The main part presents the CaseExecutor with the params, models and metrics to run.

result_metrics = CaseExecutor(params=ExecutionParams(train_file=train_file,
                                                     test_file=test_file,
                                                     task=TaskTypesEnum.classification,
                                                     target_name='default',
                                                     case_label='scoring'),
                              models=[BenchmarkModelTypesEnum.baseline,
                                      BenchmarkModelTypesEnum.tpot,
                                      BenchmarkModelTypesEnum.fedot],
                              metric_list=['roc_auc', 'f1']).execute()

To understand which hyperparameters were used for AutoML models have a look at the realisation of the get_models_hyperparameters function to see or tailor the requirement parameters.

result_metrics['hyperparameters'] = get_models_hyperparameters()

The following function saves the result of the execution to json file next to the case script.

save_metrics_result_file(result_metrics, file_name='scoring_metrics')

Add custom experiment

To build an experiment create a directory with the name of your case in test_cases directory. Create a directory named data inside to put your data files here and a script named as your case and fill it in as follows:

Note! Do not forget to replace all the your_case phrases in names to the name of your case

from benchmark_model_types import BenchmarkModelTypesEnum
from executor import CaseExecutor, ExecutionParams
from core.repository.tasks import TaskTypesEnum
from benchmark_utils import (get_models_hyperparameters,
                             save_metrics_result_file,
                             get_your_case_data_paths,
                             )

if __name__ == '__main__':
    train_file, test_file = get_your_case_data_paths()

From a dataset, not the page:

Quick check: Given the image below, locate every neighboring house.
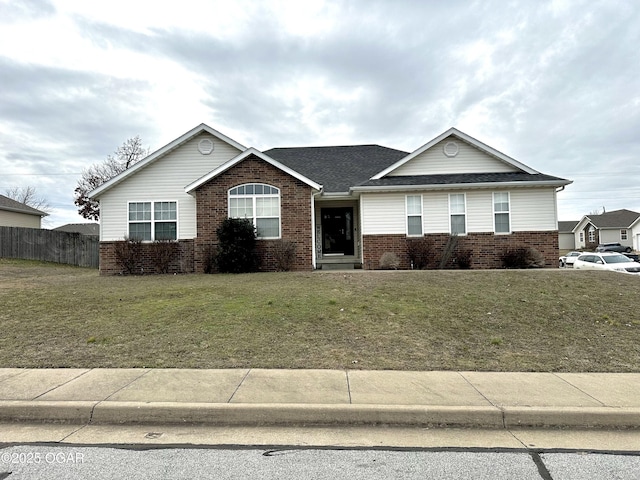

    result_metrics = CaseExecutor(params=ExecutionParams(train_file=train_file,
                                                         test_file=test_file,
                                                         task=TaskTypesEnum.classification,
                                                         target_name='default',
                                                         case_label='your_case'),
                                  models=[BenchmarkModelTypesEnum.baseline,
                                          BenchmarkModelTypesEnum.tpot,
                                          BenchmarkModelTypesEnum.fedot],
                                  metric_list=['roc_auc', 'f1']).execute()

     result_metrics['hyperparameters'] = get_models_hyperparameters()

     save_metrics_result_file(result_metrics, file_name='your_case_metrics')

To import your data properly make a corresponding function for your case in benchmark_utils script:

def get_your_case_data_paths() -> Tuple[str, str]:
    train_file_path = os.path.join('test_cases', 'your_directory', 'data', 'your_case_name_train.csv')
    test_file_path = os.path.join('test_cases', 'your_directory', 'data', 'your_case_name_test.csv')
    full_train_file_path = os.path.join(str(project_root()), train_file_path)
    full_test_file_path = os.path.join(str(project_root()), test_file_path)

    return full_train_file_path, full_test_file_path

Pay attention to the task and model types and target_name(the target column name). All the supported task types and model types are available in the TaskTypesEnum and BenchmarkModelTypesEnum objects respectively.